Metadata-Version: 2.4
Name: langextract-azureopenai
Version: 0.1.4
Summary: LangExtract provider plugin for Azure OpenAI
Project-URL: Homepage, https://github.com/google/langextract
Project-URL: Documentation, https://github.com/google/langextract/blob/main/README.md
Project-URL: Repository, https://github.com/google/langextract
Project-URL: Bug Tracker, https://github.com/google/langextract/issues
Project-URL: Changelog, https://github.com/google/langextract/releases
Author: LangExtract Contributors
Maintainer: LangExtract Contributors
License-Expression: Apache-2.0
License-File: LICENSE
Keywords: azure-openai,extraction,langextract,llm,nlp,openai,plugin,provider
Classifier: Development Status :: 4 - Beta
Classifier: Intended Audience :: Developers
Classifier: License :: OSI Approved :: Apache Software License
Classifier: Operating System :: OS Independent
Classifier: Programming Language :: Python :: 3
Classifier: Programming Language :: Python :: 3.10
Classifier: Programming Language :: Python :: 3.11
Classifier: Programming Language :: Python :: 3.12
Classifier: Programming Language :: Python :: 3.13
Classifier: Topic :: Scientific/Engineering :: Artificial Intelligence
Classifier: Topic :: Software Development :: Libraries :: Python Modules
Classifier: Topic :: Text Processing :: Linguistic
Requires-Python: >=3.10
Requires-Dist: langextract>=1.0.0
Requires-Dist: openai>=1.0.0
Provides-Extra: dev
Requires-Dist: black>=22.0.0; extra == 'dev'
Requires-Dist: isort>=5.0.0; extra == 'dev'
Requires-Dist: mypy>=1.0.0; extra == 'dev'
Requires-Dist: pytest-asyncio>=0.21.0; extra == 'dev'
Requires-Dist: pytest-cov>=4.0.0; extra == 'dev'
Requires-Dist: pytest-mock>=3.10.0; extra == 'dev'
Requires-Dist: pytest>=7.0; extra == 'dev'
Requires-Dist: ruff>=0.1.0; extra == 'dev'
Provides-Extra: docs
Requires-Dist: mkdocs-gen-files>=0.4.0; extra == 'docs'
Requires-Dist: mkdocs-literate-nav>=0.5.0; extra == 'docs'
Requires-Dist: mkdocs-material>=8.5.0; extra == 'docs'
Requires-Dist: mkdocs-section-index>=0.3.0; extra == 'docs'
Requires-Dist: mkdocs>=1.4.0; extra == 'docs'
Provides-Extra: test
Requires-Dist: pytest-asyncio>=0.21.0; extra == 'test'
Requires-Dist: pytest-mock>=3.10.0; extra == 'test'
Requires-Dist: pytest>=7.0; extra == 'test'
Description-Content-Type: text/markdown

# LangExtract Azure OpenAI Provider

A provider plugin for [LangExtract](https://github.com/google/langextract) that integrates the Azure OpenAI Chat Completions API for robust, structured information extraction.

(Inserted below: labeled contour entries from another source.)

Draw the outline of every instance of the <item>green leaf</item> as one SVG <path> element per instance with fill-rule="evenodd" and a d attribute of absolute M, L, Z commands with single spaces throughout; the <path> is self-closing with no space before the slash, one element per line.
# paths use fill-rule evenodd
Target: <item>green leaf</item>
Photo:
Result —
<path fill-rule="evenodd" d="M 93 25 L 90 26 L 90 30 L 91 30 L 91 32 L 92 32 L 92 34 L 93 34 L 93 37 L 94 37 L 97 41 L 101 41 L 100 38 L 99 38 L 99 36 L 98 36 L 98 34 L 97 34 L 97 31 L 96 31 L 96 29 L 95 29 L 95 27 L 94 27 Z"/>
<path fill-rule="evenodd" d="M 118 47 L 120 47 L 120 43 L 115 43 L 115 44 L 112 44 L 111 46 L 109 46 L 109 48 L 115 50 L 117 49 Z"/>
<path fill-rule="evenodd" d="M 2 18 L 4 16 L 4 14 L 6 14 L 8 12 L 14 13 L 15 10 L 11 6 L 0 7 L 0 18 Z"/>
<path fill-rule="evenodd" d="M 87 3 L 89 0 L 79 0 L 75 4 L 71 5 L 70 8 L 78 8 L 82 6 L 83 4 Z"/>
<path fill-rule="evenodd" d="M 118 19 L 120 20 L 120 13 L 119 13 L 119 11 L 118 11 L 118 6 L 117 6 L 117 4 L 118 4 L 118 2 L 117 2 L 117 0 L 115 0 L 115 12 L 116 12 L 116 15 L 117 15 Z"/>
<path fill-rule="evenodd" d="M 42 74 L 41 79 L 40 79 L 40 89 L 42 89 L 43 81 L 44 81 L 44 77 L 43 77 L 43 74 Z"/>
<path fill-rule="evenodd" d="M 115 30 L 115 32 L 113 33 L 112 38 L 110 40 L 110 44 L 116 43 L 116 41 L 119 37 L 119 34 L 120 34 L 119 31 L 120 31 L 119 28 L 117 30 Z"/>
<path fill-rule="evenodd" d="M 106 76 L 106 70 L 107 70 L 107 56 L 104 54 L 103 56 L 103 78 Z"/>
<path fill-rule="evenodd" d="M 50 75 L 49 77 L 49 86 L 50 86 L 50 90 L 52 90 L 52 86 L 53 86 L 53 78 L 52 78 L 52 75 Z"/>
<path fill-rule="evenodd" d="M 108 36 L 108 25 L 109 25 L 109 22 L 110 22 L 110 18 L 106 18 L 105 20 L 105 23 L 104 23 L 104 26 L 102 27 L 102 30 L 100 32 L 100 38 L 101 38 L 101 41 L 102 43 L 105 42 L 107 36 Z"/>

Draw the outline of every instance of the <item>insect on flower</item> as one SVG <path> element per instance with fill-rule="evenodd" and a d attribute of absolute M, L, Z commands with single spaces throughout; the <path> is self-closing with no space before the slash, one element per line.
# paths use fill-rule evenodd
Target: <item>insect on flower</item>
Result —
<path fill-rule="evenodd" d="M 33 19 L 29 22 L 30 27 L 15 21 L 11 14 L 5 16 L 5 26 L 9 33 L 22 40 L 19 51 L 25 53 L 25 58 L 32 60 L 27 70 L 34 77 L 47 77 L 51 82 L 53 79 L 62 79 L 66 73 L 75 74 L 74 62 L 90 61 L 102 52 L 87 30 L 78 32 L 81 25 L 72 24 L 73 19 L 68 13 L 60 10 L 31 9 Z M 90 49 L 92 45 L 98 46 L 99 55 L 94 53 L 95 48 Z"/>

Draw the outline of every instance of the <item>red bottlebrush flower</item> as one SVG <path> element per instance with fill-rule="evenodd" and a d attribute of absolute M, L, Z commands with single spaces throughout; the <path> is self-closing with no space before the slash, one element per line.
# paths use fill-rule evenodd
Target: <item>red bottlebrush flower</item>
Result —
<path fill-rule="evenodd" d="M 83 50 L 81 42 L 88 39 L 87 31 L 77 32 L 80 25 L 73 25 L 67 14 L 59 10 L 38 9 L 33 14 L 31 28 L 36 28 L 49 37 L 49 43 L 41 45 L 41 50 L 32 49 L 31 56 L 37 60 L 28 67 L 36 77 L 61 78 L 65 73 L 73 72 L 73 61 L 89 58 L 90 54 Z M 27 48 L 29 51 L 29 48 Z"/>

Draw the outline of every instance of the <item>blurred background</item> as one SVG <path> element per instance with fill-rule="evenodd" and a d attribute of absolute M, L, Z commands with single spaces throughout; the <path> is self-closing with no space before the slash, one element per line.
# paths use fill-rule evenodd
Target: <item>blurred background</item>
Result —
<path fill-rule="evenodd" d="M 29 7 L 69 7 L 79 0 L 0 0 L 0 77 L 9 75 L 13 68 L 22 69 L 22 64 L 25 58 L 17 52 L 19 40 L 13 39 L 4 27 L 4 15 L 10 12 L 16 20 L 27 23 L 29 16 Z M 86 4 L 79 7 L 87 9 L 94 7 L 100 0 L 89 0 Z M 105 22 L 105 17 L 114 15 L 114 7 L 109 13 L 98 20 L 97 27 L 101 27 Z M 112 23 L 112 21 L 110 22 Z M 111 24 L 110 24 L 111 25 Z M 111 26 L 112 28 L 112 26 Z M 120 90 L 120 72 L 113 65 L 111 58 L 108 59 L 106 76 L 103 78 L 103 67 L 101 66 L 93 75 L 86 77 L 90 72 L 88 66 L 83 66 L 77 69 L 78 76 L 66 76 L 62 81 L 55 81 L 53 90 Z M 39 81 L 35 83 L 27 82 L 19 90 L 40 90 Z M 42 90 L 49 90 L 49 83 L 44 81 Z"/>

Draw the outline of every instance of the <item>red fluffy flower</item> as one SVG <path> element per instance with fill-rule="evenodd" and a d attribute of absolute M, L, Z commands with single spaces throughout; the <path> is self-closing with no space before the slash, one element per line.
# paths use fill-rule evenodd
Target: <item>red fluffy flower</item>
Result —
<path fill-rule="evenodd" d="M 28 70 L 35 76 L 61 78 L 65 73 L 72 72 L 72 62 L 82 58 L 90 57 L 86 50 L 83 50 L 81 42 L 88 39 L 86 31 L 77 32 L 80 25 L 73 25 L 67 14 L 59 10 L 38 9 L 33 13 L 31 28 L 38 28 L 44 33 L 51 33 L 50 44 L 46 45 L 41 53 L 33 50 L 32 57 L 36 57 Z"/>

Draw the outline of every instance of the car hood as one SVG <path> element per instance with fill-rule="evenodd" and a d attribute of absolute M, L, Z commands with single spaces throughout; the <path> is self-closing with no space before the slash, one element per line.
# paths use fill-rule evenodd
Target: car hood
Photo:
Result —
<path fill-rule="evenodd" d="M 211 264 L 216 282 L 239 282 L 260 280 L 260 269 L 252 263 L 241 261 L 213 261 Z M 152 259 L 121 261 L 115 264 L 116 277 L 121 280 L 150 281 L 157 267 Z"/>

[![Python 3.10+](https://img.shields.io/badge/python-3.10+-blue.svg)](https://www.python.org/downloads/)
[![License: Apache 2.0](https://img.shields.io/badge/License-Apache_2.0-blue.svg)](https://opensource.org/licenses/Apache-2.0)
[![Code style: black](https://img.shields.io/badge/code%20style-black-000000.svg)](https://github.com/psf/black)

## Features

- **Native Azure OpenAI**: Uses the official `openai` Python SDK with Azure endpoints.
- **Safe parameter handling**: Whitelist filtering; unsupported params raise clear errors.
- **Concurrent batching**: Parallel inference for multi-prompt workloads.
- **Schema-aware**: Optional structured output mode (JSON mode) from LangExtract examples.
- **Modern packaging**: `pyproject.toml` with Hatch; works well with `uv`.

## Installation

### Using UV (Recommended)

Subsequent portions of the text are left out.